Scalability Patterns
- Vertical (scale-up): Bigger machine. Simple but has ceiling.
- Horizontal (scale-out): More machines (shared-nothing). Complex but unlimited.
- Elastic: Auto-scale on load detection. Good for unpredictable workloads.
Twitter fan-out case study: 4.6k writes/s but 300k reads/s. Solution: pre-compute timelines (write fan-out) for most users; read-time merge for celebrities.
Performance: Use Percentiles, Not Averages
- p50 = median. p99 = tail latency matters for user experience.
- Amazon: 100ms delay = 1% revenue loss.
- Tail latency amplification: One slow backend call slows entire parallel request.

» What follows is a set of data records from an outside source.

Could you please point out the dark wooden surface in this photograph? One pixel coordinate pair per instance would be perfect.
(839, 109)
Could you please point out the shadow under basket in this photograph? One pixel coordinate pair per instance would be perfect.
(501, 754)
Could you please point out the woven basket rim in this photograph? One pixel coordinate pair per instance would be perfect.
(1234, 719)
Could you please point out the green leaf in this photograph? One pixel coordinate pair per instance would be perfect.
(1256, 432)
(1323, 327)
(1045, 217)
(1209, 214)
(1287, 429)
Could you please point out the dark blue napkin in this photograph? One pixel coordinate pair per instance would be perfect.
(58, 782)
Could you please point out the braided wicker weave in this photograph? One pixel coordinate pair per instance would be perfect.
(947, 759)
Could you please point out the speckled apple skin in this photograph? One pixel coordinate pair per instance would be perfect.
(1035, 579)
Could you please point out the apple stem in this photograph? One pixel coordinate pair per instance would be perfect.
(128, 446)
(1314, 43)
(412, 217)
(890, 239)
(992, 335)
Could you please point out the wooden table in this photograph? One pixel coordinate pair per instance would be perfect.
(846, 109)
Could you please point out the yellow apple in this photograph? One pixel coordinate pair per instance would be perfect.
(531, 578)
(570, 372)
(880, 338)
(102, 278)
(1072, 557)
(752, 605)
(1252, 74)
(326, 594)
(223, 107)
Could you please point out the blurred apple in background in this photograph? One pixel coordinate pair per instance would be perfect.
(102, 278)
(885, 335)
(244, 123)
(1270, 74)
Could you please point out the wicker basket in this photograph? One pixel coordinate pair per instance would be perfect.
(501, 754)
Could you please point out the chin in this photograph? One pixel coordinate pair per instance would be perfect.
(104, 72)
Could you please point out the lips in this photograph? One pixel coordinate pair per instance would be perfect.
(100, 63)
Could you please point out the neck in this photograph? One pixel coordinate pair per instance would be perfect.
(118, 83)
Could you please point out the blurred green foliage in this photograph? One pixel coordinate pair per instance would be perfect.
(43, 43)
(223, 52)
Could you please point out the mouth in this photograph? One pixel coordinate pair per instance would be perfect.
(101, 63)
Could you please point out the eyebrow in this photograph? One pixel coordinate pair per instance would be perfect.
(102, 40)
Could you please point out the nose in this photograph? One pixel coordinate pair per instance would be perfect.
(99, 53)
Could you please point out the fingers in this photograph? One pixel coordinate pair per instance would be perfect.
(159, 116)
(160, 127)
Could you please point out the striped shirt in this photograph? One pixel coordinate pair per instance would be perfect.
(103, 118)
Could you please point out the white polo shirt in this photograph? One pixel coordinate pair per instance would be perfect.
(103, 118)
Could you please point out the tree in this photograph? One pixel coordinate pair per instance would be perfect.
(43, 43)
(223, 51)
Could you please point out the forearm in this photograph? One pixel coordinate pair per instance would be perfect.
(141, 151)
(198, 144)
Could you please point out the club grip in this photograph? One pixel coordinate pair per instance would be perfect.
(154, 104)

Chapter 2: Data Models & Query Languages
Model Selection Guide
| Model | Best For | Weakness |
|---|---|---|
| Relational | Structured data, complex joins, ACID transactions | Rigid schema, impedance mismatch with OOP |
| Document | Hierarchical data, flexible schema, data locality | Poor joins, many-to-many relationships |
| Graph | Highly connected data, variable-depth traversals | Less mature tooling, harder to partition |
Schema Strategy
- Schema-on-write (relational): Enforce structure at write time. Early error detection, migration cost.

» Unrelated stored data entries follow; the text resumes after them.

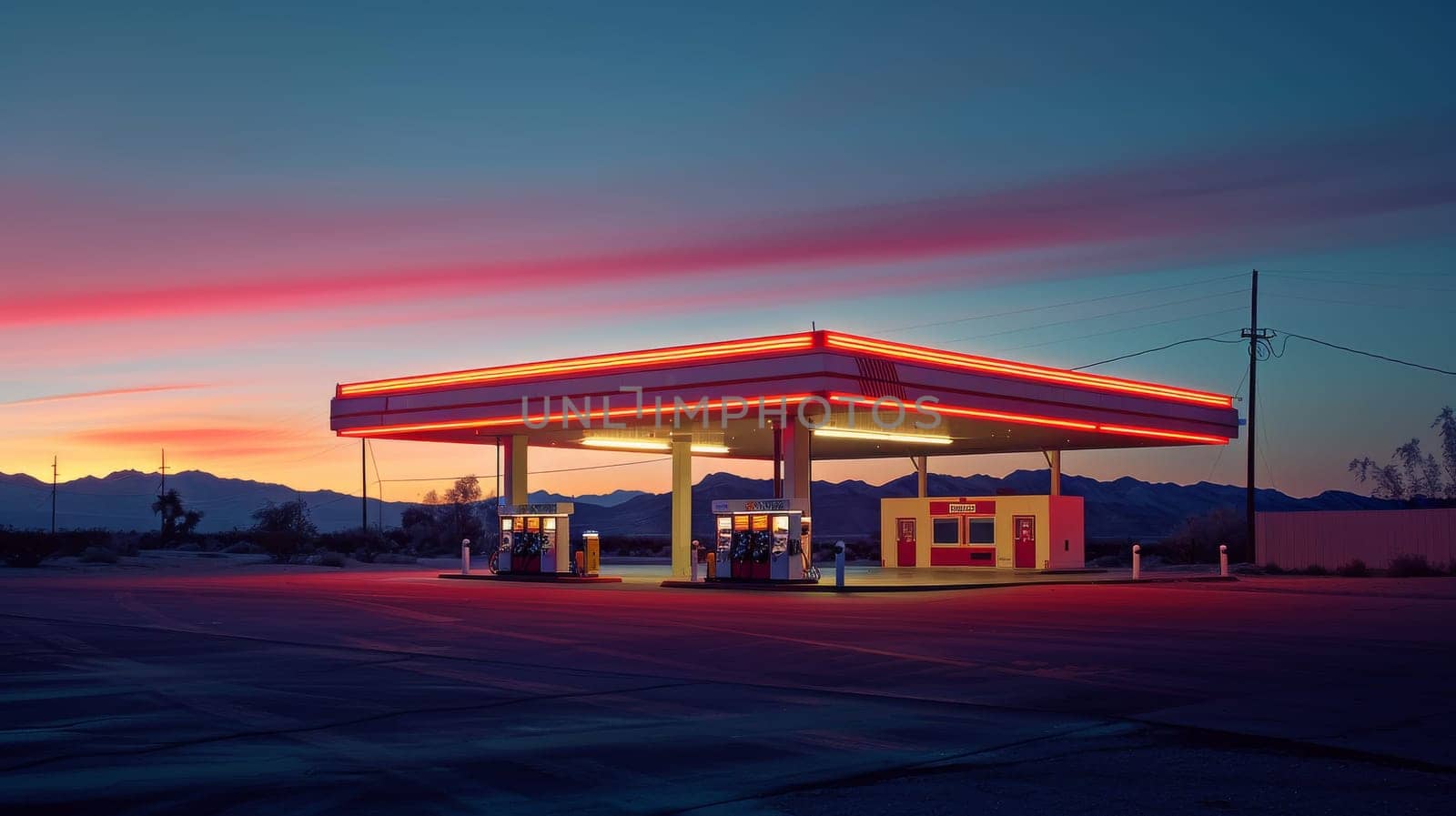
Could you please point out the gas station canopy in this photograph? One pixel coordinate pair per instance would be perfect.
(730, 396)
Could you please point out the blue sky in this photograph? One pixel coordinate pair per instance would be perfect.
(244, 206)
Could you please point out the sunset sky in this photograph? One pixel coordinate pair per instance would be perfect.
(210, 217)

- Schema-on-read (document): Interpret structure at read time. Flexible but validation burden on app.
Normalization vs Denormalization
- Normalize: Single source of truth, consistent updates, requires joins.
- Denormalize: Faster reads, risks inconsistency, update anomalies.
Trend: Models converge — PostgreSQL supports JSON, MongoDB added joins. Choose based on access patterns, not ideology.
Chapter 3: Storage & Retrieval
Storage Engine Comparison
| Feature | B-Tree | LSM-Tree |
|---|---|---|
| Write throughput | Lower (in-place update + WAL) | Higher (sequential append) |
| Read latency | More predictable | May check multiple SSTables |
| Write amplification | Higher | Lower |
| Space efficiency | Fragmentation possible | Better compression |
| Transaction support | Simpler (lock on tree node) | More complex |
| Used by | PostgreSQL, MySQL, Oracle | LevelDB, RocksDB, Cassandra |
OLTP vs OLAP
| Aspect | OLTP | OLAP |
|---|---|---|
| Access | Random, few records | Sequential scan, millions of rows |
| Users | End users | Analysts |
| Data | Current state | Historical events |
| Scale | GB–TB | TB–PB |
| Optimize for | Low latency | Throughput |
Data Warehousing
- ETL: Extract from OLTP → Transform → Load into warehouse.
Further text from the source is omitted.